For whatever reason, I was thinking about that accident as 2011 came to a close. Early on New Years Eve I was hanging at my parents’ house rubbing china gel on my lower back which had been feeling sore in recent days, when a powerful wave of gratitude suddenly came over me.  For once I had the time to get still, relax and exhale. I wasn't confined to an office chair and had all the freedom in the world to prop myself up on pillows, rub my muscles with smelly herbal ointments and take as many hot baths as I wanted. My slight physical discomfort had opened a golden door of liberation. Lying there in my blissful state, I glanced over at the scar that remained on my left arm and began to think about the other injuries from my past. How did they happen? And how did I handle them? Before long, I produced a mental inventory of all the injuries that had found their home with me at some point in the last nineteen years. I've listed some of the more noteworthy ones below starting with the earliest.
  • 11 yrs old: Fractured leg in Mexico by wandering onto playground eerily resembling construction site.
  • 13 yrs old: Sprained ankle in restaurant. Doc Martens were a size too big. It was the 90s.
  • 20 yrs old: Sprained ankle in Bilbao, Spain. No explanation needed. Injuries of these types expected during chupinazos where spontaneous piggy-back races are encouraged.

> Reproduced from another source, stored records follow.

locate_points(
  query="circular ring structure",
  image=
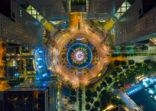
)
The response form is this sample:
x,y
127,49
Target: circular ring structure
x,y
79,55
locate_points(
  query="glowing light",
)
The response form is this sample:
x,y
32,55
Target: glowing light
x,y
79,29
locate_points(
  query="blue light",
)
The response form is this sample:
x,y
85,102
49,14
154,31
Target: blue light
x,y
41,61
16,74
44,75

  • 26 yrs old to present: Torn hamstring in ashtanga yoga practice during upavishta konasa. Injury likely due to brain thinking about cupcakes or some other sugary pastry (unconfirmed).

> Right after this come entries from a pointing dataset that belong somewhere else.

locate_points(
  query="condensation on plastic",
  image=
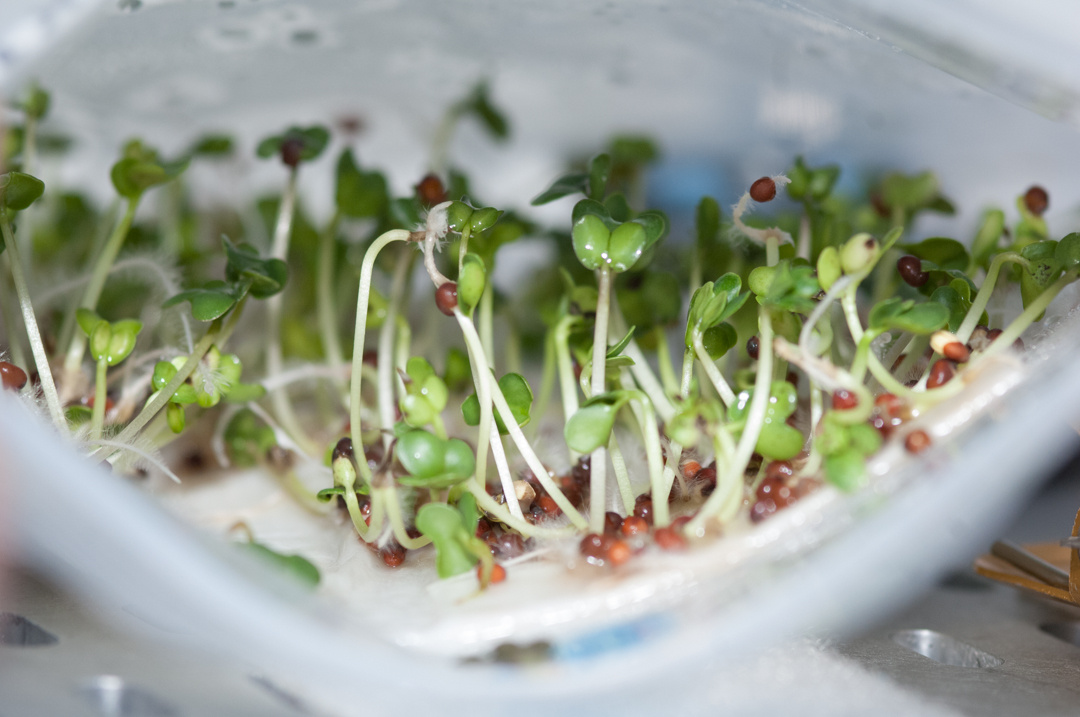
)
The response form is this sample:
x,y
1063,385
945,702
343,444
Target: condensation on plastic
x,y
739,85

  • 28 yrs old: Bruised knees, elbows and ego. Face met concrete in Dupont Circle while trying to walk and hold veggie wrap simultaneously.
  • 29 yrs old: Sprained/pulled/busted hand in Dupont Circle venue. Injury related to over-enthusiasm in running up flight of stairs for salsa dancing.

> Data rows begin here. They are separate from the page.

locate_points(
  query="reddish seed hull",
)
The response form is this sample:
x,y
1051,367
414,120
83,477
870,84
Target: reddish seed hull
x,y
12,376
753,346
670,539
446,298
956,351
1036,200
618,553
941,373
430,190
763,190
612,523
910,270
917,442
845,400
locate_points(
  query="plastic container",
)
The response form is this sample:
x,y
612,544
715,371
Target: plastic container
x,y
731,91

Alright. So, maybe these injuries weren't entirely life-changing or deserving of profound reflection. But, they affected my reputation psyche in some meaningful way. I can look back and proudly laugh, cry or cringe at the various beatings my body has taken. Whether they lasted a day, a month or a year, my injuries came with a beginning and an end. Yet the equally jarring nature of injuries can skyrocket many of us into a place of fear and opposition. We expend massive amounts of fruitless energy trying to determine who or what is to blame for our injuries. How much money do we spend on doctors, painkillers, therapists, products and general crap just for the purpose of reinforcing our belief that injuries must be done away with as quickly as possible? I’m not discouraging or undermining the use of healing therapy by any means. I’m a strong advocate of numerous rehabilitative methods. But rarely do those methods ask us to welcome our injuries and give them space to just be. Seldom does the message encourage us to invite an attitude of acceptance as a healing technique.

Injuries happen.  They just do. Kinda like GOP Presidential debates. Oftentimes to our detriment.  Especially when we wholeheartedly devote a large amount of time to a specific practice, the probability for injuries increases. If we drive a car everyday for twenty-six years the likelihood of being in a car accident is higher than if we only drove a few occasions in our lifetime. If we practice yoga 6 days a week for ten years, at some point we may pull a muscle. Basic laws of statistics aren't always on our side. But the path of devotion is not paved with lavender-scented Egyptian cotton. There are tests (and evil fairies) along the way. These tests may come in the form of injuries, heartbreak, betrayal, a sense of failure or some other affliction. It doesn't mean we should give up. Otherwise, why get out of bed in the mornings? Hopefully, whatever our practice is, it will allow us to courageously come face-to-face with our own suffering. If we open ourselves up to the possibility, an injury can be the greatest teacher of all.